As Wolverhampton Wanderers slipped to defeat against Blackpool, marking their tenth league game without recording a win, it would not be entirely incomprehensible to suggest that the atmosphere at Molineux took a turn for the worse as Tom Ince netted on the seventy-eighth minute – a goal that proved the eventual winner for the Seasiders.
Indeed, chants of “Morgan Out” and “where’s the money gone?” rang true from corner to corner of the historical ground, as frustrations toward the Black Country’s team recent poor run of form reached their pinnacle.
Though, it is somewhat unfathomable as to why the hierarchy are the target of such dissatisfaction – especially when taking investment into account alongside the club’s position just seven seasons ago.
Investing thirty million pound in exchange for buying the club for a measly tend pound at the request of former owner Sir Jack Hayward, Steve Morgan, a self-confessed Liverpool fan from birth and residing from Garston, inaugurated his reign with vows of Premier League establishment and rebuilding a stadium long past its sell by date.
If anything, Morgan’s solitary dishonour and indiscretion was underestimating the task ahead – and elevating the aspirations of the Molineux faithful too early, too hastily.
The number one objective of promotion to the elusive Premier League – one that had evaded Wolves ever since their exit at the conclusion of the 2003/04 season – was attained. Summer acquisitions of Sam Vokes, Chris Iwelumo, Richard Stearman and David Jones saw the Black Country club comfortably over the finish line as champions, spearheaded by Mick McCarthy’s stewardship throughout.

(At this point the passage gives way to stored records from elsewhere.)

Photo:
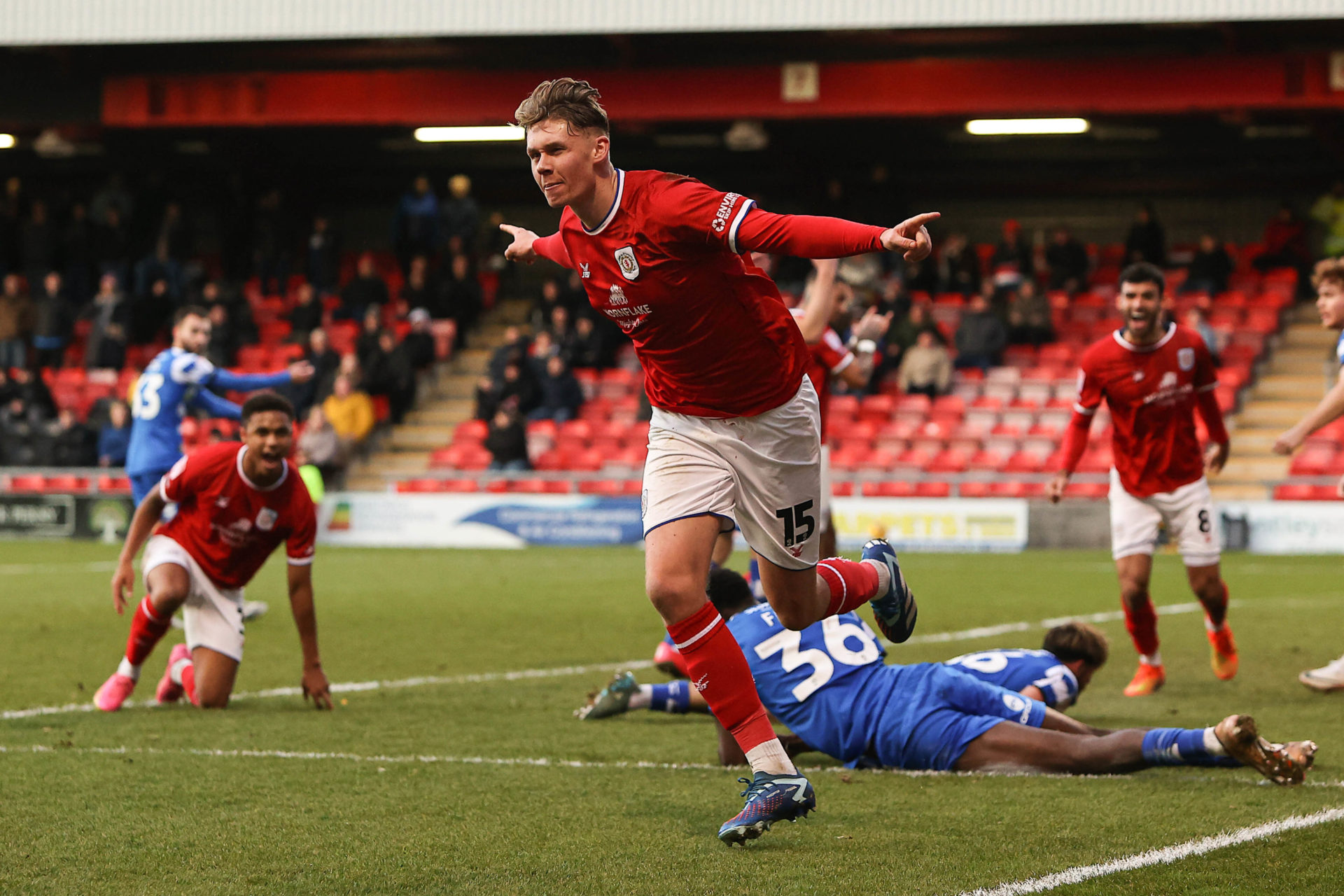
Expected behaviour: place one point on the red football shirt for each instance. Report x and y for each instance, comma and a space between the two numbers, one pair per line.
825, 358
708, 327
230, 526
1151, 391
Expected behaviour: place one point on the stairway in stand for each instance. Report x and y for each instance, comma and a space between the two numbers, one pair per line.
447, 399
1289, 386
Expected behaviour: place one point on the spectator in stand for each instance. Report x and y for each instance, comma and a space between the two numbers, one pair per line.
1030, 321
958, 266
461, 216
17, 321
420, 289
980, 336
307, 314
1329, 213
587, 348
351, 413
73, 444
115, 435
52, 323
1209, 269
363, 290
39, 244
222, 348
321, 262
416, 222
388, 372
505, 440
1285, 244
561, 393
77, 251
111, 316
926, 367
463, 298
1196, 321
321, 445
1011, 262
1066, 258
112, 246
420, 340
1147, 241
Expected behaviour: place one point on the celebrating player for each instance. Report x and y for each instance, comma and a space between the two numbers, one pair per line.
235, 504
734, 435
1054, 675
831, 687
176, 379
1154, 377
1329, 302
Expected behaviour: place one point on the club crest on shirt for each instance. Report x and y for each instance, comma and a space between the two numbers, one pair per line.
626, 262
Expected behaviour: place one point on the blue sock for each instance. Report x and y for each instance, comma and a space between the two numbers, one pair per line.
1180, 747
675, 696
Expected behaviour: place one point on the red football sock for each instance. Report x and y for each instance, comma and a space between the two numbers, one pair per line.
851, 583
721, 673
146, 631
1217, 609
1142, 622
188, 682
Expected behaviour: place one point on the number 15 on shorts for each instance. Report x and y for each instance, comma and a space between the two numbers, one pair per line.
797, 523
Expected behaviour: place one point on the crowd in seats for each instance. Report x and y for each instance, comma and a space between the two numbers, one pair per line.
89, 286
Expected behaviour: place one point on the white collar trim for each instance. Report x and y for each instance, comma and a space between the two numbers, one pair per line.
1126, 343
616, 206
284, 472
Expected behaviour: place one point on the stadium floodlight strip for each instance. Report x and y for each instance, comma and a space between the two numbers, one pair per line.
1008, 127
475, 134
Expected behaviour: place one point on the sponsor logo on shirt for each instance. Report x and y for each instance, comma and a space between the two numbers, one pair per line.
721, 218
628, 264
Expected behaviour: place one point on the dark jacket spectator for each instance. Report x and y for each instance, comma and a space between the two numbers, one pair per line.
561, 394
321, 262
52, 323
416, 222
1066, 258
73, 444
1147, 241
1209, 269
115, 435
307, 314
507, 442
980, 336
365, 289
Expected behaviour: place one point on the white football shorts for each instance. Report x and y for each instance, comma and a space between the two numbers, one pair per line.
213, 615
761, 472
1189, 512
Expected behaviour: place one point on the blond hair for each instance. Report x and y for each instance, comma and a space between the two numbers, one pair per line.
566, 99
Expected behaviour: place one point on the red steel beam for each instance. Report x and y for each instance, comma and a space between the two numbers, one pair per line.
846, 90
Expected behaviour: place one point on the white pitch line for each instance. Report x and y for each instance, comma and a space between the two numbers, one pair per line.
1164, 856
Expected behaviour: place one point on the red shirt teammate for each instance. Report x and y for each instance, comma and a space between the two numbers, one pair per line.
734, 434
235, 504
1154, 378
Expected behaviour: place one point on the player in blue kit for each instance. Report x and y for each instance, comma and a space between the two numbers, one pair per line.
1056, 675
181, 378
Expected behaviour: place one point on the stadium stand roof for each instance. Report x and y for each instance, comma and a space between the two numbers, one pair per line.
96, 22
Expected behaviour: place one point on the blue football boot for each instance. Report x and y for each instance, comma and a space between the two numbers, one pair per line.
771, 798
894, 610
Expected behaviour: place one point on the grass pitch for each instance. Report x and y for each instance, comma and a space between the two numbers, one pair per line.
382, 796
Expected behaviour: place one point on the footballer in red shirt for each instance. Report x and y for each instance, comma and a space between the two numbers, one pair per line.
1155, 375
235, 504
736, 429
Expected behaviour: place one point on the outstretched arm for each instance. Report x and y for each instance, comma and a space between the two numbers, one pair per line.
305, 620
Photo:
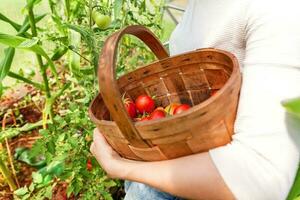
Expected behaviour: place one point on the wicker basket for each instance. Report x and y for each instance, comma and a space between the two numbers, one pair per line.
186, 78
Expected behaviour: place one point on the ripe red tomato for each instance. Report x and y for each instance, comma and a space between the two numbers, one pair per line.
158, 114
89, 165
181, 108
144, 103
130, 107
145, 119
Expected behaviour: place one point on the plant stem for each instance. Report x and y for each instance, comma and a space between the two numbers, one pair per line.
39, 57
7, 175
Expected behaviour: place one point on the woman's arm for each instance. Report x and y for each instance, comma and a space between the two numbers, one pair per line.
192, 177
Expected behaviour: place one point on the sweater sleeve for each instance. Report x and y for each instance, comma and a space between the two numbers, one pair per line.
262, 160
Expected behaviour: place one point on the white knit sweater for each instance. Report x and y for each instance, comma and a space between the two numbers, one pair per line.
262, 159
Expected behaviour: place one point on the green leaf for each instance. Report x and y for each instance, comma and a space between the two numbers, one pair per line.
26, 80
58, 53
117, 8
16, 41
29, 43
74, 58
6, 62
21, 191
31, 3
37, 177
298, 198
31, 187
292, 106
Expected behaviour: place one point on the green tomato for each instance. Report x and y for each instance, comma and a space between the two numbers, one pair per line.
102, 21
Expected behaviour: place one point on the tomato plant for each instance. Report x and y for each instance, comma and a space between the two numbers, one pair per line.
66, 41
181, 108
157, 114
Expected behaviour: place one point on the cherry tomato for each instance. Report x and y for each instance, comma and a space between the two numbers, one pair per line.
158, 114
102, 21
181, 108
130, 107
145, 119
171, 107
89, 165
144, 103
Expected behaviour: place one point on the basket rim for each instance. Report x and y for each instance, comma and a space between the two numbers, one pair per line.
197, 107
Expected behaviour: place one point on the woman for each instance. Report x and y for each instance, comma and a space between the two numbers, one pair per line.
262, 160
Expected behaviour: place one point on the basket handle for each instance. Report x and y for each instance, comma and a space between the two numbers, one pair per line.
108, 84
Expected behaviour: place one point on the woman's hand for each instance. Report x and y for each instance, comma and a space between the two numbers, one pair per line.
109, 160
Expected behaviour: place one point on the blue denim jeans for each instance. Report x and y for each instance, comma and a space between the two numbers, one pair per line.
140, 191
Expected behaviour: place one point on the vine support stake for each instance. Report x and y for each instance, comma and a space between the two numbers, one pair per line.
7, 175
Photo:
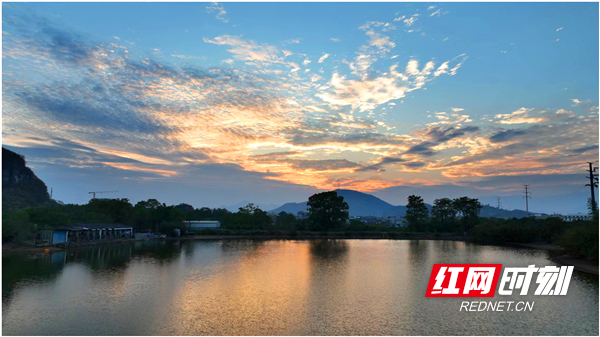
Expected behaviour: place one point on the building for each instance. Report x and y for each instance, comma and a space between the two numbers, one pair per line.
576, 217
84, 233
195, 224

An undoubtedly hectic summer transfer window saw a cool fourteen million spent – including the six and a half million pound signing of highly coveted Reading striker Kevin Doyle. A proven Premier League player, Doyle more than justified his price tag with a plethora of unselfish performances in the lone role – simultaneously establishing himself as the talismanic figure of a grafting playing squad who secured the West Midlands side a comfortable fifteenth placed finish.

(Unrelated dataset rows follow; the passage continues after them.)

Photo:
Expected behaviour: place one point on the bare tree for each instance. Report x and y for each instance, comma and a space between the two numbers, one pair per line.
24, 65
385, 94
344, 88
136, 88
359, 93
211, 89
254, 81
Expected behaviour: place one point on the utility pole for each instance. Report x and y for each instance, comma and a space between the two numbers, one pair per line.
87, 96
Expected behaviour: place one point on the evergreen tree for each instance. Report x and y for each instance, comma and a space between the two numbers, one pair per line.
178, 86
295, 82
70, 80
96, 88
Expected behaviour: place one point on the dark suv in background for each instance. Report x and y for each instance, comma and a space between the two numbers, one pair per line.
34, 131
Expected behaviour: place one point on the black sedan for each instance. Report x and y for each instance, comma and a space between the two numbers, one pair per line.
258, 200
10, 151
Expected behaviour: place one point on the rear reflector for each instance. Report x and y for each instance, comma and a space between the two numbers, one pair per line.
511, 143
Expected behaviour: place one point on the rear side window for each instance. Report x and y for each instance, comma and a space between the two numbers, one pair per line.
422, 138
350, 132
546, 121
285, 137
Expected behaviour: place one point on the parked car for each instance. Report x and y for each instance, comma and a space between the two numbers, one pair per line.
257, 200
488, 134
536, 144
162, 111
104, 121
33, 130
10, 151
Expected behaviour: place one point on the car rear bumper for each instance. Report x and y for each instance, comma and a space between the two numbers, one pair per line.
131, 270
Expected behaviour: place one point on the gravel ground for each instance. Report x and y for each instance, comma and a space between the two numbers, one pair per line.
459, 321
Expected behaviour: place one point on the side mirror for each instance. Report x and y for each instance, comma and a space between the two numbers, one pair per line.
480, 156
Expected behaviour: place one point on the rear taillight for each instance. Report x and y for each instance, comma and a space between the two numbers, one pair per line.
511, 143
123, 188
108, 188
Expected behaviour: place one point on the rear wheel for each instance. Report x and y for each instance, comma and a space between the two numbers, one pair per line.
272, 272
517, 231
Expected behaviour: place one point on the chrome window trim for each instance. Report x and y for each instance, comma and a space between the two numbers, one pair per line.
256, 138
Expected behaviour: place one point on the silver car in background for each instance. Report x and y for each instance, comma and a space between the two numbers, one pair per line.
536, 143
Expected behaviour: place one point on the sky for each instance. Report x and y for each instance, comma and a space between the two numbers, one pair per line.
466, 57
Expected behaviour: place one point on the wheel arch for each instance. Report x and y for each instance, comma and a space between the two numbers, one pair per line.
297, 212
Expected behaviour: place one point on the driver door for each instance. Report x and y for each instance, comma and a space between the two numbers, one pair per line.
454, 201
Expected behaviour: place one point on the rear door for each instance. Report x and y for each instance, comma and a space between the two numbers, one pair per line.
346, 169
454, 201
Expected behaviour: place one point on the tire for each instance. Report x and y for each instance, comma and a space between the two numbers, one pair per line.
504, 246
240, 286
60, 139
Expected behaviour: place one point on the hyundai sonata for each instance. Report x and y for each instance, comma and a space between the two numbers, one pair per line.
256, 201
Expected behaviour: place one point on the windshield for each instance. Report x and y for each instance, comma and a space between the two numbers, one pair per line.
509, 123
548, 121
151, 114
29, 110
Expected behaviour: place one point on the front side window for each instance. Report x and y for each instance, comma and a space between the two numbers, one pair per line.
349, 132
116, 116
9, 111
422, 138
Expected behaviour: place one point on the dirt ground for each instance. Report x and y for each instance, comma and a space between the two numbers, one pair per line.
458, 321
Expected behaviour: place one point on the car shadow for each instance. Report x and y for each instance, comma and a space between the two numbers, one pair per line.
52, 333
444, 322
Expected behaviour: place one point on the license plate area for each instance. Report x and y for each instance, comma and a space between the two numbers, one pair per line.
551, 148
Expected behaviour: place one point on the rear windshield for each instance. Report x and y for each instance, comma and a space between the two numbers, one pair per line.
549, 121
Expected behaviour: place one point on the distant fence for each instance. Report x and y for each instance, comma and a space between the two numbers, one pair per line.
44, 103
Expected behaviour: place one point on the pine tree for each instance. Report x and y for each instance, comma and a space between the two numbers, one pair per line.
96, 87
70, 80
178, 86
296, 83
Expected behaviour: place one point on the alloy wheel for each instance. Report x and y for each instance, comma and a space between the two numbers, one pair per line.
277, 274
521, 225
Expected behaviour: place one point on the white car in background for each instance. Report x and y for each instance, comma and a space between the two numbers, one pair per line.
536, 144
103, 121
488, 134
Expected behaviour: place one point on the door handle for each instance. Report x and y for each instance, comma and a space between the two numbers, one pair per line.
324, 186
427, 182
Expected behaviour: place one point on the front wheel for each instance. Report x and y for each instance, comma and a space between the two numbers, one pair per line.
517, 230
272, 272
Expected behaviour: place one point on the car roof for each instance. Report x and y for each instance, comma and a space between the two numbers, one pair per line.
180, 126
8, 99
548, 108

With the intention of building on previous success, a further fifteen million pound of the club’s, and Steve Morgan’s, money was parted with – in this case the bulk saw Steven Fletcher acquired from relegated Burnley, though the fee of Irishman Stephen Hunt wasn’t too far behind.
Despite a greater amount of wealth going out than coming in, Wolves will, without doubt, be forever indebted to Roman Pavlychenko and his last minute winner against Birmingham City that all but saw Premier League status sustained by the finest of margins.
Former loanee Jamie O’Hara and highly-rated Roger Johnson were attained in the wake of a third consecutive top flight season and, although acquired for modest transfer fees, both flaunted a healthy income of fourty thousand pound a week –a wage Johnson is still picking up to this present day.
In total, a generous and substantial thirty seven million pound was spent – comfortably positioning Wolverhampton Wanderers in the top six Premier League spenders for the three seasons they played there.
Therefore Wolves’ dilemma is not a lack of investment, but a misuse of the expense provided.
Steve Morgan saw ten million pound dissipated on personnel such as Stefan Maierhofer, Greg Halford and Andrew Surman – all of whom hardly lasted twelve months in the West Midlands.
To further amplify resource woes, nearest and dearest West Bromwich Albion have regularly recorded top half finishes upon promotion – dispensing a considerably more pragmatic twenty two million in the process.
Even upon relegation, ten million pounds worth of player incomings was injected into an already bloated squad, undoubtedly made possible by the twenty four million (even then, that sum includes add-ons whose criteria, perhaps, hasn’t been met yet) high profile outgoings.
In terms of the regularly acknowledged and vastly discussed fifty million parachute payment? Well, the club did lose forty million in turnover as a result of relegation. Morgan can be somewhat forgiven for not wanting to witness Wolves descend into financial disarray.
Fans yearning for a senseless and illogical squandering of fortune would do well to engage in conversation with followers of Birmingham City and Portsmouth – both gambled an irrational outlay on Premier League survival and return and, at present, suffer the consequences of their actions.
Certainly in this case, chants of “where’s the money gone?” would be best served in the direction of previous managerial regimes, as opposed to contemporary board members.